QByteArray and char type

JonB

I was struck by something when reading @stretchthebits comment at https://forum.qt.io/topic/118343/qbytearray-range-issue/8

QByteArray seems to be just an array of char, which are signed values.

In other words, the range is from -128 to 127.

My immediate reaction was: this must be wrong, it will be an array of unsigned char. But he is correct, and it has methods like char() which return char *, and nothing native which deals with unsigned char *.

Now, I understand this is convenient because it is used to interact fairly seamlessly with char arrays and QString types. However, that is not what "byte" means, and in all other languages/toolkits which use a "byte" type that is always an unsigned 8-bit char type.

There may not be much to say about my observation, but I am surprised Qt has chosen to call a signed char type QByteArray. That seems to me a misnomer, and its usage is "unusual". It also means that I don't see any Qt type for natively handling byte/unsigned char type, you have to do casting? Which also surprises me among all the convenience types that Qt does provide.

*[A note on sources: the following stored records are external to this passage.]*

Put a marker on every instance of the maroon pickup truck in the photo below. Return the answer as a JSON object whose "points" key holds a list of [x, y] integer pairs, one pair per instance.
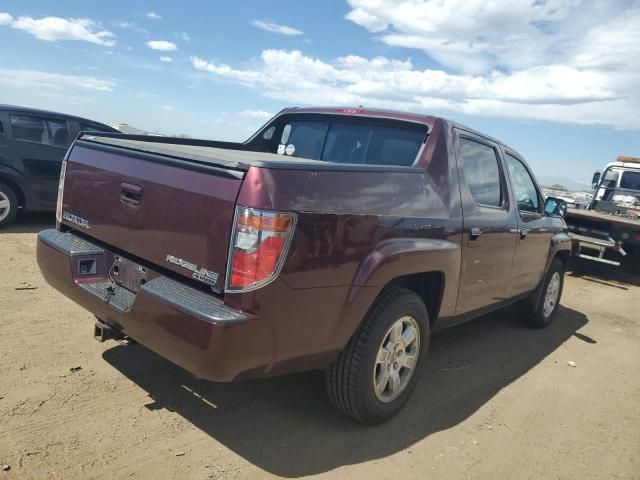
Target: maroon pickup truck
{"points": [[335, 239]]}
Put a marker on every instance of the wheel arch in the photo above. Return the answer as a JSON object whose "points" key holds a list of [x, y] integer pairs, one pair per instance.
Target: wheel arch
{"points": [[16, 187], [428, 267]]}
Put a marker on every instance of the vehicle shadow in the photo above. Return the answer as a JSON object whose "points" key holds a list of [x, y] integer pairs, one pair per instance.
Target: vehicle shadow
{"points": [[287, 427], [603, 274], [31, 222]]}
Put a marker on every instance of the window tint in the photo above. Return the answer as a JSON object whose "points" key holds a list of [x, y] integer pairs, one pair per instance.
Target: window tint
{"points": [[268, 133], [87, 127], [346, 143], [630, 180], [610, 179], [481, 171], [523, 186], [395, 146], [359, 143], [40, 130], [306, 137]]}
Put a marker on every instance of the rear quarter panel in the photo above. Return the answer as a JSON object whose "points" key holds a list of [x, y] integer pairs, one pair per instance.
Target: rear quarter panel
{"points": [[356, 231]]}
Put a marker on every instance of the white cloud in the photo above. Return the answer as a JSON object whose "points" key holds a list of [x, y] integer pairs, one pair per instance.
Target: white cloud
{"points": [[55, 81], [562, 93], [5, 19], [260, 114], [126, 25], [162, 45], [477, 36], [184, 36], [275, 28], [52, 29]]}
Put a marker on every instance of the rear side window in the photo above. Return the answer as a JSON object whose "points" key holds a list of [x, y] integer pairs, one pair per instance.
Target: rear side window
{"points": [[524, 188], [303, 139], [47, 131], [354, 143], [630, 180], [481, 171]]}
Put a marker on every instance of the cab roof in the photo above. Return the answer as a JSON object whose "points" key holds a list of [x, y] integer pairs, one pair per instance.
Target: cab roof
{"points": [[37, 111]]}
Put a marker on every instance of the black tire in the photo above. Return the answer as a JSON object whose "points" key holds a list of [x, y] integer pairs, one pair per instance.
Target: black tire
{"points": [[349, 380], [8, 214], [538, 316]]}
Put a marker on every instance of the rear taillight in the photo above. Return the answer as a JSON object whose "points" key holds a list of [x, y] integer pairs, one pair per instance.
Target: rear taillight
{"points": [[259, 244], [63, 172]]}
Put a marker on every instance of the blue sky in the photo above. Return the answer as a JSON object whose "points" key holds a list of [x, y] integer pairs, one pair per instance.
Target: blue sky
{"points": [[557, 79]]}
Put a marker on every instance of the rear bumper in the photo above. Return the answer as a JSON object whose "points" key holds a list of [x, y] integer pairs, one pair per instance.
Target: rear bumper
{"points": [[194, 330]]}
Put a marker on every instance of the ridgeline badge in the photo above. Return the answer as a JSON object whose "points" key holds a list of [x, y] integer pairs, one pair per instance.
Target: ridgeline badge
{"points": [[200, 274]]}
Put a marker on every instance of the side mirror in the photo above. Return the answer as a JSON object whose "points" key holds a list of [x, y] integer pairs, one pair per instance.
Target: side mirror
{"points": [[555, 207]]}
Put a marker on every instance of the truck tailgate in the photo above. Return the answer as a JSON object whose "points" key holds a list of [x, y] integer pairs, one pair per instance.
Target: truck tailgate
{"points": [[173, 215]]}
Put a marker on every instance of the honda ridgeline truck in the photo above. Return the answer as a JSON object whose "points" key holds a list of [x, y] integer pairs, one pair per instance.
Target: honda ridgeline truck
{"points": [[335, 239]]}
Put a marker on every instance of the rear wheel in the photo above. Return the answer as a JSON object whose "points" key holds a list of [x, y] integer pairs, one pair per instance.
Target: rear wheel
{"points": [[8, 205], [544, 310], [373, 377]]}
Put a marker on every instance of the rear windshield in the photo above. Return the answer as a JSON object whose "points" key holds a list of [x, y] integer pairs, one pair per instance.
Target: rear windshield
{"points": [[355, 143], [630, 180]]}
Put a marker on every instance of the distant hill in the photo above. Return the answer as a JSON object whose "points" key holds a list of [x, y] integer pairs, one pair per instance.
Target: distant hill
{"points": [[571, 185]]}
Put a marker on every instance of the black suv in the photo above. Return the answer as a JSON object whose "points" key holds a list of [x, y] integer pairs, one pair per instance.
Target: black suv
{"points": [[32, 145]]}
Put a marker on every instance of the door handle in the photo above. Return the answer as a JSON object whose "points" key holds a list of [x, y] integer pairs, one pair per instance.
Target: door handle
{"points": [[475, 233], [131, 194]]}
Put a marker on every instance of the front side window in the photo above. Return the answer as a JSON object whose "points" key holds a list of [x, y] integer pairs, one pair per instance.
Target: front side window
{"points": [[524, 187], [481, 171], [352, 143], [47, 131], [87, 127]]}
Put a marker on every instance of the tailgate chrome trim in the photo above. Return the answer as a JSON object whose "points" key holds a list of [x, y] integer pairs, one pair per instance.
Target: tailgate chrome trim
{"points": [[68, 243], [193, 302]]}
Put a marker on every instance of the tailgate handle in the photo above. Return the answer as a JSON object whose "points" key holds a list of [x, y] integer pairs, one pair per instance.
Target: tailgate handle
{"points": [[131, 194]]}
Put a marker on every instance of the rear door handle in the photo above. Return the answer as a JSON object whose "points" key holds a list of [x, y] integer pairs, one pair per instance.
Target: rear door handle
{"points": [[475, 233], [131, 194]]}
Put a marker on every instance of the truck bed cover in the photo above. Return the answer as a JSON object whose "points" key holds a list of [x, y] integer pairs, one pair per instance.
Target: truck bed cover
{"points": [[236, 159]]}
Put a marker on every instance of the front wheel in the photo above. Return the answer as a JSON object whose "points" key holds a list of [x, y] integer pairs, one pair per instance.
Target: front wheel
{"points": [[548, 300], [373, 377], [8, 205]]}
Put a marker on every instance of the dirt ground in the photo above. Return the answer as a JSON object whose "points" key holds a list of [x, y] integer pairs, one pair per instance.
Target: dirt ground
{"points": [[496, 401]]}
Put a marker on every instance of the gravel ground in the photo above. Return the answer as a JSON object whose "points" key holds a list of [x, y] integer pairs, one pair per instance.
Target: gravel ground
{"points": [[496, 401]]}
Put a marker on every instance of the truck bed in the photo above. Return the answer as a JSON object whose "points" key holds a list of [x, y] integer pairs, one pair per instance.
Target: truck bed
{"points": [[208, 153], [599, 216]]}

Any comments from the Qt experts?

J.Hilk

@JonB answer from one of the maintainers:
https://bugreports.qt.io/browse/QTBUG-64746

JonB

@J-Hilk
OK, yep! Seems I am not the only one who has noticed this/commented that it is "strange". Of course I understand I can make everything work with casting/uchar/uint8_t etc., but that's not the point. Seems Qt would have been better naming it QCharArray, since that is more accurate than QByteArray, by normal naming conventions.

I guess there's no more than that to say....

I'll leave this open for a day in case anyone else wishes to comment.

aha_1980

@JonB Better would be to comment on my bugreport.

I still have hope that QByteArray one day will be ... an array of bytes.

JonB

@aha_1980
I didn't know that was you! There's nothing to say, as they're clearly never going to change existing QByteArray behaviour from char to unsigned char given how long it has been that way!

aha_1980

@JonB Indeed. Therefore I think the possible way would be to add functionality. Do you think that would be feasible?

JonB

@aha_1980
Well, given that they are not going to want to change any existing behaviour: they could introduce, say, a byte() method to correspond to the current data() method, to return unsigned char * instead of char *. But there are a lot of existing methods which accept/return something in chars not unsigned chars. In particular operator overload char operator[](int i) const (and char at(int i) const) already returns char, so in practical/convenient terms the horse has already bolted....

aha_1980

@JonB yeah, you would effectively double the API.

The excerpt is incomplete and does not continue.